Note: many said if we create a package using import export wizard and set optimize for many tables true this will happen. But in this package i query only one table and have created manually without using import export wizard.
Why is the package creating temp files?
SSIS is an in-memory ETL solution, except when it can't keep everything in memory and begins swapping to disk.
Why would restructuring the package as #jeff hornby suggested help?
Fully and partially blocking transformations force memory copies in your data flow. Assume you have 10 buckets carrying 1MB of data each. When you use a blocking transformation, as those buckets arrive at a transformation the data has to be copied from one memory location to another one. You've now doubled your packages total memory consumption as you have 10MB of data used before the union all transformation and then another 10MB after it.
Only use columns that you need. If a column is not in your destination, don't add it to the data flow. Use the database to perform sorts and merges. Cast your data to the appropriate types before it ever hits the data flow.
What else could be causing temp file usage
Lookup transformations. I've seen people crush their ETL server when they use SELECT * FROM dbo.BillionRowTable when all they needed was one or two columns for the current time period. The default behaviour of a lookup operation is to execute that source query and cache the results in memory. For large tables, wide and/or deep, this can make it look like your data flow isn't even running as SSIS is busy streaming and caching all of that data as part of the pre-execute phase.
Binary/LOB data. Have an (n)varchar(max)/varbinary(max) or classic BLOB data type in your source table? Sorry, that's not going to be in memory. Instead, the data flow is going to carry a pointer along and write a file out for each one of those objects.
Too much parallel processing. SSIS is awesome in that you get free paralleization of your proessing. Except you can have too much of a good thing. If you have 20 data flows all floating in space with no precedence between them, the Integration Services engine may try to run all of them at once. Add a precedence constraint between them, even if it's just on completion (on success/on fail) to force some serialization of operations. Inside a data flow, you can introduce the same challenge by having unrelated operations going on. My rule of thumb is that starting at any source or destination, I should be able to reach all the other source/destinations.
What else can I do?
Examine what else is using memory on the box. Have you set a sane (non-default) maximum memory value for SQL Server? SSIS like RAM like a fat kid loves cake so you need to balance the memory needs of SSIS against the database itself-they have completely separate memory spaces.

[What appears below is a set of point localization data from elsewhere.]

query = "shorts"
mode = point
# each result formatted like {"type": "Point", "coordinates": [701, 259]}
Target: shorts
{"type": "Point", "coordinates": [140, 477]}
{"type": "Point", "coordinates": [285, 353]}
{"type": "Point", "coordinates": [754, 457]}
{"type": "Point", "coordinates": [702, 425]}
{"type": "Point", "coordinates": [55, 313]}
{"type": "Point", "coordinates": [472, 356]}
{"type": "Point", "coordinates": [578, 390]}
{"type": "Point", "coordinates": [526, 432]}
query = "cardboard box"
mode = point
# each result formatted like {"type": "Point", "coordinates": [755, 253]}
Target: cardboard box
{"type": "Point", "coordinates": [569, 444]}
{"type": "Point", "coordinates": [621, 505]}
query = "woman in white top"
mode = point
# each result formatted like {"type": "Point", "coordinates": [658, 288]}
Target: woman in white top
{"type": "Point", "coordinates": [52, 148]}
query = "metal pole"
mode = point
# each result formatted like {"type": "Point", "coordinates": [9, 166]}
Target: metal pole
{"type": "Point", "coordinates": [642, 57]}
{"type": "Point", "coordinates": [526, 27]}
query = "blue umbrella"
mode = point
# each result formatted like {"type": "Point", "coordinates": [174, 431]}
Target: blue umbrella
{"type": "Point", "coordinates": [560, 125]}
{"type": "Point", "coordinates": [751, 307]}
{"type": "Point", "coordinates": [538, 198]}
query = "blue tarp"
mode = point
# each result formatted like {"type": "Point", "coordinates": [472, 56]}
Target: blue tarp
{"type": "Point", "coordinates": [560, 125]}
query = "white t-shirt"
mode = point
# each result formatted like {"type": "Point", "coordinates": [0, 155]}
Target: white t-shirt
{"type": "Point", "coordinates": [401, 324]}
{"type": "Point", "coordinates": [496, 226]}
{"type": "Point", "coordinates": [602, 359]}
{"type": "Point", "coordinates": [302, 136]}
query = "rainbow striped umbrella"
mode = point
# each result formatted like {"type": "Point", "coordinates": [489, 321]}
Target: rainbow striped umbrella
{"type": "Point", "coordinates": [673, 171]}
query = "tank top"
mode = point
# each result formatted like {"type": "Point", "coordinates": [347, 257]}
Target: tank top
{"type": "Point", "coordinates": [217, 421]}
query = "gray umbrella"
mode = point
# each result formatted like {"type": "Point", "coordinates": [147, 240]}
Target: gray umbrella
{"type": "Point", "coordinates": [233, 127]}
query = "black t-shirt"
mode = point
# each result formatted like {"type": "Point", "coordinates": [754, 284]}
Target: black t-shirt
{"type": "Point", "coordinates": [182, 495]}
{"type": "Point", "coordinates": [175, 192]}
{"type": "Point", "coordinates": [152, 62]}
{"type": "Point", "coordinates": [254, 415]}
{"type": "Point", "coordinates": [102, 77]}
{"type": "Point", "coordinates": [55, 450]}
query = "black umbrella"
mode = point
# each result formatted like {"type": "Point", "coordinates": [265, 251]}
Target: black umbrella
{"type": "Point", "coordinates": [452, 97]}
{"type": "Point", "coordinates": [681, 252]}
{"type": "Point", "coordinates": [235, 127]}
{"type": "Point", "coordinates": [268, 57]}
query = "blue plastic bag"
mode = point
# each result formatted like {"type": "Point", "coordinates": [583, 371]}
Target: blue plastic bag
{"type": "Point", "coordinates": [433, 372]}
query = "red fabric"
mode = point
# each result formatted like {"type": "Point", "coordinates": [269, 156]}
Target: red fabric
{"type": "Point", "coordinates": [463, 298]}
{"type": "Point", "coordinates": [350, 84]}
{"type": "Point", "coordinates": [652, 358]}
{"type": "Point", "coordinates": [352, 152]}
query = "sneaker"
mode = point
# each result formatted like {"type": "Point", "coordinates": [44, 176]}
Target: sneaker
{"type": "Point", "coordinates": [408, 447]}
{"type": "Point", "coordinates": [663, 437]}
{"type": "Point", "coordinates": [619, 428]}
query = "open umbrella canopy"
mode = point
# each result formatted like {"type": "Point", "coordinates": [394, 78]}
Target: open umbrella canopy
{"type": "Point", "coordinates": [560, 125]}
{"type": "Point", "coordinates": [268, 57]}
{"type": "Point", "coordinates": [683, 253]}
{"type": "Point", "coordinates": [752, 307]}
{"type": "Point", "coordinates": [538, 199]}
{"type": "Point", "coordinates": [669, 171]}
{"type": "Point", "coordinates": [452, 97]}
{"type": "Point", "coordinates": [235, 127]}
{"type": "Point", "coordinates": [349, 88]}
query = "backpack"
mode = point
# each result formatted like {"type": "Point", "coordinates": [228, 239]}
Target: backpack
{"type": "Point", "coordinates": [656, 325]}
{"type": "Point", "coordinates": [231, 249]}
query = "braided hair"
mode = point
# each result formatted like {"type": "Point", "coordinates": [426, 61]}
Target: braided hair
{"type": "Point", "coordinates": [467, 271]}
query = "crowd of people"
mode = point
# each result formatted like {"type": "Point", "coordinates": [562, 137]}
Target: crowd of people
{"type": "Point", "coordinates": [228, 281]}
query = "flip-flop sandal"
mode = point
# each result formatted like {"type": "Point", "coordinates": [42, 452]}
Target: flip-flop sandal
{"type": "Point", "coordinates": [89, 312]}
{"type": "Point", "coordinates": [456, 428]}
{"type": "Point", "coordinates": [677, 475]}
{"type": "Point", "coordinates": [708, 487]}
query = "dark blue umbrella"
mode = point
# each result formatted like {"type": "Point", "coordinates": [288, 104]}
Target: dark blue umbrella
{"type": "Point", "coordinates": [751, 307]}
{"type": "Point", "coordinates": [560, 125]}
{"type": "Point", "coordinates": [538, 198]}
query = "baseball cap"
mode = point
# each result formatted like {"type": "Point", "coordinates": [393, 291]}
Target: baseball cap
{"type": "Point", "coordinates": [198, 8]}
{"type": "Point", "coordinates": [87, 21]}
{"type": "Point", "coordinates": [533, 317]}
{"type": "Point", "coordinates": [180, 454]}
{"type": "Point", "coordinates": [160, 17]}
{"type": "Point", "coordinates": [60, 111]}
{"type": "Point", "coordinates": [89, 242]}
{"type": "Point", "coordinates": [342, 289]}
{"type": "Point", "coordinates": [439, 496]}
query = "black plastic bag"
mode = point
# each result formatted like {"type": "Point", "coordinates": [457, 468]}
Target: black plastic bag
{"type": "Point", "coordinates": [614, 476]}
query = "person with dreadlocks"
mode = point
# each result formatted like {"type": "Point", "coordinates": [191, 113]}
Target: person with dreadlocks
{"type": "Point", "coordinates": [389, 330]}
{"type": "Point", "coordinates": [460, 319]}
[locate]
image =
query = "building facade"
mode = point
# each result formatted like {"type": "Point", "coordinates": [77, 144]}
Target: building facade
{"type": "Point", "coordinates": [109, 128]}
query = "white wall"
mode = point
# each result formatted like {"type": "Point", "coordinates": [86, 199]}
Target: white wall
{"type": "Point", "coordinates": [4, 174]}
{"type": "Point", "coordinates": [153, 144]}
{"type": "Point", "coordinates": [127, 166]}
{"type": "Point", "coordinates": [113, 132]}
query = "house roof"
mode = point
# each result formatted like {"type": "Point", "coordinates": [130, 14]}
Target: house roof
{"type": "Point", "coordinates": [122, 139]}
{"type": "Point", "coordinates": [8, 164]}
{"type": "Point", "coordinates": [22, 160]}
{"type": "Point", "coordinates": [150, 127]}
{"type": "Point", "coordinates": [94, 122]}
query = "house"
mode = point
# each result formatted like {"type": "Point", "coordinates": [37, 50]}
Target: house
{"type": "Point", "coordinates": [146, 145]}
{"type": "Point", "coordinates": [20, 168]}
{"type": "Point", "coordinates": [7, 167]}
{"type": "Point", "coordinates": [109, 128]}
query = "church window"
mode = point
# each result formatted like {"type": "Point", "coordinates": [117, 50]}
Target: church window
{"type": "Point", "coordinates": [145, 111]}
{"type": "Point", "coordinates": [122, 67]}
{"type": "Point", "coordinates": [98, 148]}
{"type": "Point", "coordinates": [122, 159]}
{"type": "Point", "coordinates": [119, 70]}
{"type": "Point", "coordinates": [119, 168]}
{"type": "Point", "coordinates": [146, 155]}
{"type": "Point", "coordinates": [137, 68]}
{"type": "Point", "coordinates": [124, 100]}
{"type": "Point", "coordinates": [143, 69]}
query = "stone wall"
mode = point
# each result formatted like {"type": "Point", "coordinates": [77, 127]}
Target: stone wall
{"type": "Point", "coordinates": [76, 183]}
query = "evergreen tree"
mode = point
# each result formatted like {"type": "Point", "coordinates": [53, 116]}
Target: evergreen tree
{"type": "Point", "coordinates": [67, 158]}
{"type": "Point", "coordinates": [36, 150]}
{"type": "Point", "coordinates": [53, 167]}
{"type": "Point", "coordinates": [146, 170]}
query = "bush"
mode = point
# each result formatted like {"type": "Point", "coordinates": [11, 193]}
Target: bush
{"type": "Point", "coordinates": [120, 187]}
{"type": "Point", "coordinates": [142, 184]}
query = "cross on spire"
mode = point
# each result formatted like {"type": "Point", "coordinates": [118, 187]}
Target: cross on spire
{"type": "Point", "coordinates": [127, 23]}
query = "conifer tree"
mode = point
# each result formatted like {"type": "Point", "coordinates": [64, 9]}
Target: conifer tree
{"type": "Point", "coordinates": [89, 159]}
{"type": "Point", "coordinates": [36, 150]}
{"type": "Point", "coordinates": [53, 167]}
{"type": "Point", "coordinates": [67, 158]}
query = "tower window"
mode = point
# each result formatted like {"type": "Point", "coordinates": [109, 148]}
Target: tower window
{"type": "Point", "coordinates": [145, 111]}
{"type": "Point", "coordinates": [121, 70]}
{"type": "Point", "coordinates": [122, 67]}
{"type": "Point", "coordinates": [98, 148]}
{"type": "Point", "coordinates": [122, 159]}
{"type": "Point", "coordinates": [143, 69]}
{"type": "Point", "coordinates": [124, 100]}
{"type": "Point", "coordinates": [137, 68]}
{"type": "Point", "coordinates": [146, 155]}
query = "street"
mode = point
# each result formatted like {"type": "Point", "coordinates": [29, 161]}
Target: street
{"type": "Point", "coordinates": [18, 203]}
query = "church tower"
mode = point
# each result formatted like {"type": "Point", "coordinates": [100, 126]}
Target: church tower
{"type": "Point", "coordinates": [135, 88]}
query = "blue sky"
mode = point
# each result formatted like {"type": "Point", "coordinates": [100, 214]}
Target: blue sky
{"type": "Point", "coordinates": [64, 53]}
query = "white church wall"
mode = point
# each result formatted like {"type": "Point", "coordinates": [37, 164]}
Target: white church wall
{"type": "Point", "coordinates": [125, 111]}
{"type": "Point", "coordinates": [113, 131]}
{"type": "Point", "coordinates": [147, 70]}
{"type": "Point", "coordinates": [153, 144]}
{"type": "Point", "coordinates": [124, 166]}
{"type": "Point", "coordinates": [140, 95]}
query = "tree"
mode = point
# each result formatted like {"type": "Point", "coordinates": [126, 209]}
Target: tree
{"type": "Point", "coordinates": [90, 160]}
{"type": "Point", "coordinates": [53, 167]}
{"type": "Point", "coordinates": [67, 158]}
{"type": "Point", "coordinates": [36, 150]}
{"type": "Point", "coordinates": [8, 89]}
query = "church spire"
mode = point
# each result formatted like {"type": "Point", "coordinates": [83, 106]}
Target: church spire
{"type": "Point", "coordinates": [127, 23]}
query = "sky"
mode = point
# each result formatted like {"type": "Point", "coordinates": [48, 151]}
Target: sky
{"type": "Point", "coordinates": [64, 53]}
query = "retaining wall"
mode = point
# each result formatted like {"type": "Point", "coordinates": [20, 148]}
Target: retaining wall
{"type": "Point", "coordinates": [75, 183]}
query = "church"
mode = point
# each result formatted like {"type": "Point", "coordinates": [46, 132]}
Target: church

Each data flow has the ability to set the [BufferTempStoragePath and BlobTempStoragePath2. Take advantage of this and put that on a drive with sufficient storage
Finally, add more RAM. If you can't make the package better by doing the above, throw more hardware at it and be done.
If you're getting that many temp files, then you probably have a lot of blocking transforms in your data flow. Try to eliminate the following types of transformations: Aggregate, Fuzzy Grouping, Fuzzy Lookup, Row Sampling, Sort, Term Extraction. Also, partially blocking transactions can create the same problems but not in the same scale: Data Mining Query, Merge, Merge Join, Pivot, Term Lookup, Union All, Unpivot. You might want to try to minimize these transformations.
Probably the problem is a sort transformation somewhere in your data flow (this is the most common). You might be able to eliminate this by using an ORDER BY clause in your SQL statement. Just remember to set the sorted property in the data source.